I would suggest that we start by considering MPQUIC as a blackbox as we
did with MPTCP. This worked well and getting the multipath mechanisms
will be easy.
I also want to draw some parallels between uniflows and the HTTP/2
priority tree. The tree was a fully expressive model that allowed a
client to hint to the server about the relationship between streams. The
problem of actioning this signal was left up to the server. Deployment
experience reveals that getting this well-tuned, just for a single TCP
connection, is hard. Some implementers just never got around to fixing
some serious and easily detectable performance problems.
Presenting a bunch of uniflows to a sever and leaving it responsible for
using them properly seems to me quite a similar problem.
That's a policy decision and policy can be very complex. In MPTCP, we
have very limited support for policies:
- clients use a path manager to decide when they create subflows
- servers basically never create subflows (due to NATs and firewalls)
- clients and servers can use the backup bit to indicate that a subflow
should only be used if all the non-backup subflows failed or have problems
We discussed multiple times how to exchange policies over MPTCP. It
turned out that this was very difficult given the middleboxes.
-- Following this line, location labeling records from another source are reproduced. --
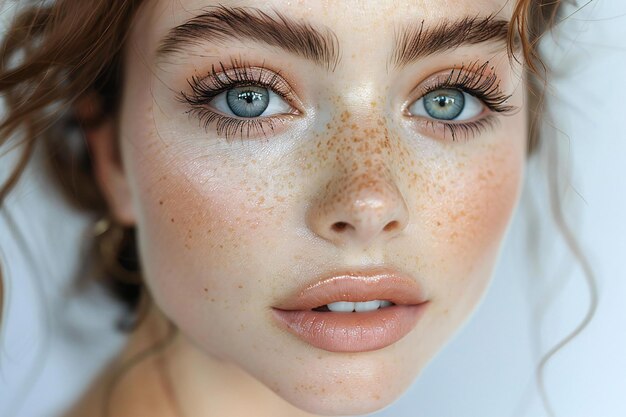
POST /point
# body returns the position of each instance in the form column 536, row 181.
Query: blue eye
column 250, row 101
column 447, row 104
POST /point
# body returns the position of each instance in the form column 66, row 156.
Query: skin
column 228, row 229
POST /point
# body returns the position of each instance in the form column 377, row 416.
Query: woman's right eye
column 250, row 101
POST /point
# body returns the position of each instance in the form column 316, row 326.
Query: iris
column 445, row 104
column 248, row 101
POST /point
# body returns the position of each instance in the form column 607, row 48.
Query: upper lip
column 357, row 286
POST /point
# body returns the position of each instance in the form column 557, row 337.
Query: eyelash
column 204, row 90
column 470, row 79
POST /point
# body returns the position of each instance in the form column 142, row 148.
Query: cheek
column 474, row 200
column 202, row 234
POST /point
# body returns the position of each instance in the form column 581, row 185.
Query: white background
column 53, row 341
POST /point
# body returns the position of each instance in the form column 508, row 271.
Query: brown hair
column 55, row 53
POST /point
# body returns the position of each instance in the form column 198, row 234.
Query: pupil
column 444, row 104
column 247, row 101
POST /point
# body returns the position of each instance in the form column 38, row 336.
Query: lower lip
column 352, row 332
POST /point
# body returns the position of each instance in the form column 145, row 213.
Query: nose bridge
column 360, row 201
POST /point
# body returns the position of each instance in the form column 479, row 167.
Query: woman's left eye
column 250, row 102
column 447, row 105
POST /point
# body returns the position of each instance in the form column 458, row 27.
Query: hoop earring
column 115, row 248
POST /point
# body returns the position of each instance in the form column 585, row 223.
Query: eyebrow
column 220, row 24
column 416, row 42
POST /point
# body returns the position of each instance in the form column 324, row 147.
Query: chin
column 344, row 386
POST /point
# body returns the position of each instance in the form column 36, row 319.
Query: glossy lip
column 354, row 332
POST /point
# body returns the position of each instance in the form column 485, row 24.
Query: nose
column 359, row 209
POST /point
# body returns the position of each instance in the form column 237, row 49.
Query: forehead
column 355, row 23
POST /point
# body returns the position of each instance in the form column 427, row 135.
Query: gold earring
column 116, row 251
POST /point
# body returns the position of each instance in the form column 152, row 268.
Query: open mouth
column 355, row 311
column 358, row 307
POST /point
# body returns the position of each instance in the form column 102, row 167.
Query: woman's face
column 270, row 147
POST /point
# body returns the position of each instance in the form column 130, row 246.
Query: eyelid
column 478, row 80
column 239, row 74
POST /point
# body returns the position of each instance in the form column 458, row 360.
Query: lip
column 354, row 332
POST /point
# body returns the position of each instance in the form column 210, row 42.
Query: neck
column 163, row 374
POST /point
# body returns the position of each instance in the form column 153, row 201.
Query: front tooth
column 367, row 305
column 342, row 306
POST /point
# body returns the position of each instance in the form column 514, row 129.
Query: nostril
column 391, row 226
column 339, row 226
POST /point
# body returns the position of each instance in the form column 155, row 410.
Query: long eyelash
column 466, row 130
column 205, row 89
column 472, row 80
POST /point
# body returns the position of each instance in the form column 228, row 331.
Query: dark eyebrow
column 415, row 42
column 221, row 24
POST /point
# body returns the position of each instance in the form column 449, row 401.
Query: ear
column 101, row 135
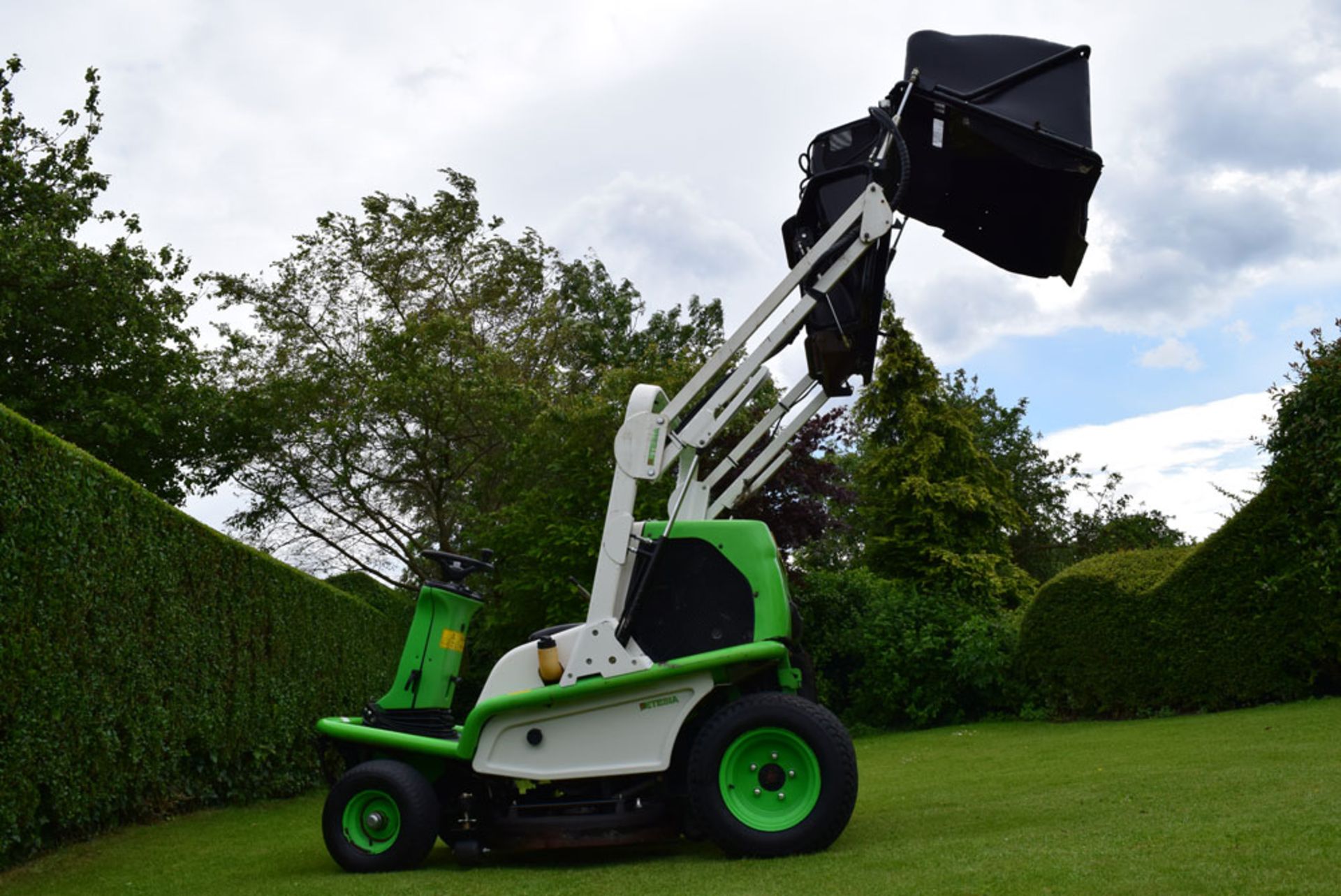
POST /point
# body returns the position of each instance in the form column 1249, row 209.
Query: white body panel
column 520, row 668
column 584, row 651
column 608, row 734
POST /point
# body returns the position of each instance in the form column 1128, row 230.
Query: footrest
column 424, row 724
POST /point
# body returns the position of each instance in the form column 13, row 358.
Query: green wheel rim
column 372, row 821
column 770, row 778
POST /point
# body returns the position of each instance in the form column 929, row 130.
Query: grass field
column 1238, row 802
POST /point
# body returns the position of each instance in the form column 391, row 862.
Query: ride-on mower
column 684, row 702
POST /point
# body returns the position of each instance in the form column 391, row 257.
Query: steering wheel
column 456, row 568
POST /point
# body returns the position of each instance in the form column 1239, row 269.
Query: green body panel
column 434, row 648
column 750, row 548
column 354, row 730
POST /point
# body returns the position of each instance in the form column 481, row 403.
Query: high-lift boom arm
column 998, row 132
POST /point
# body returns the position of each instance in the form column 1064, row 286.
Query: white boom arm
column 654, row 436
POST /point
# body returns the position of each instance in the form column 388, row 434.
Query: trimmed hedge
column 889, row 654
column 148, row 663
column 1227, row 623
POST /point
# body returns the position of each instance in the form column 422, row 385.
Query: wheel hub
column 771, row 777
column 754, row 770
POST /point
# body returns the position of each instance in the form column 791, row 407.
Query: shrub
column 393, row 603
column 149, row 663
column 1227, row 623
column 889, row 654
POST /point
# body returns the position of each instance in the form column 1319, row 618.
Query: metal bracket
column 600, row 652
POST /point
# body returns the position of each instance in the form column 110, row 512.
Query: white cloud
column 1173, row 353
column 667, row 237
column 1240, row 330
column 1173, row 459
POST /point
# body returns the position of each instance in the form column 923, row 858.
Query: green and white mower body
column 683, row 703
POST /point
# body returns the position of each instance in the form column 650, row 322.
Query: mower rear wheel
column 772, row 774
column 380, row 816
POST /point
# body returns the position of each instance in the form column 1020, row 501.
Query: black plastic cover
column 998, row 137
column 998, row 131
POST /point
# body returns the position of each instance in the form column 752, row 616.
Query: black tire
column 402, row 798
column 809, row 684
column 825, row 786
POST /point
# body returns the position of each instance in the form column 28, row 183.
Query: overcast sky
column 663, row 137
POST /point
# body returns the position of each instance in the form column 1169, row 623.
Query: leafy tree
column 93, row 342
column 935, row 507
column 806, row 504
column 1305, row 444
column 420, row 380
In the
end, MPTCP does not support the exchange of policies and the current
deployments embed the policies on the hosts that use MPTCP with a
specific path manager. This works well enough.
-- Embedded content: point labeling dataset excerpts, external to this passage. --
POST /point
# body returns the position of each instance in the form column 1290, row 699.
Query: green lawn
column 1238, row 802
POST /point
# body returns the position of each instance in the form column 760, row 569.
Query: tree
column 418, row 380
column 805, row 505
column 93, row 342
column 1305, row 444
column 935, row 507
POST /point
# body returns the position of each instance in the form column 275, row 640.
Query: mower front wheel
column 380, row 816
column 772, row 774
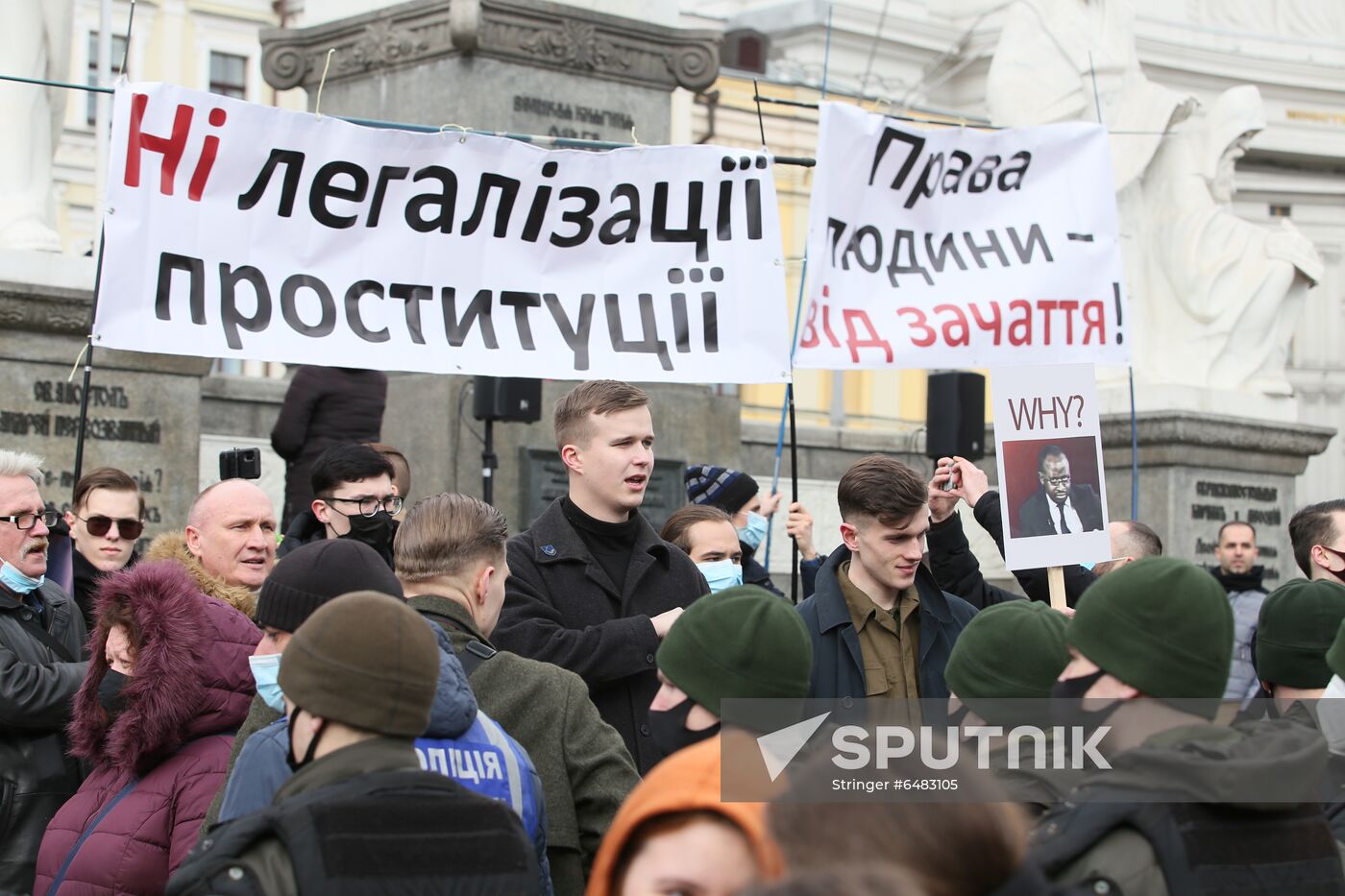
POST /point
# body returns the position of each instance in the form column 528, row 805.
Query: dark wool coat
column 37, row 685
column 325, row 406
column 560, row 607
column 161, row 759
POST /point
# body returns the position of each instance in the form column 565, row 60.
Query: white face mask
column 1331, row 714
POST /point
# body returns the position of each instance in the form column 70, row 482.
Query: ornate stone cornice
column 533, row 33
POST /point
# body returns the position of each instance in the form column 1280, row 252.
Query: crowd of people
column 401, row 697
For MPQUIC, the situation could be different as there will be no direct
inteference from middleboxes that modify options. We could exchange
information such as the priority of a flow, mapping streams to flows,
rtt preference, capping flows, ... My fear is that if we open this, the
discussion could never stop and result in something similar that is too
complex to implement. I would suggest to focus initially on very simple
policies that are implemented locally (i.e. the application that uses
QUIC would control when and how to advertise addresses and when and how
to create flows, QUIC implementations could include different packet
schedulers) and discuss the possibility of exchanging this policy
information for a revision of MPQUIC.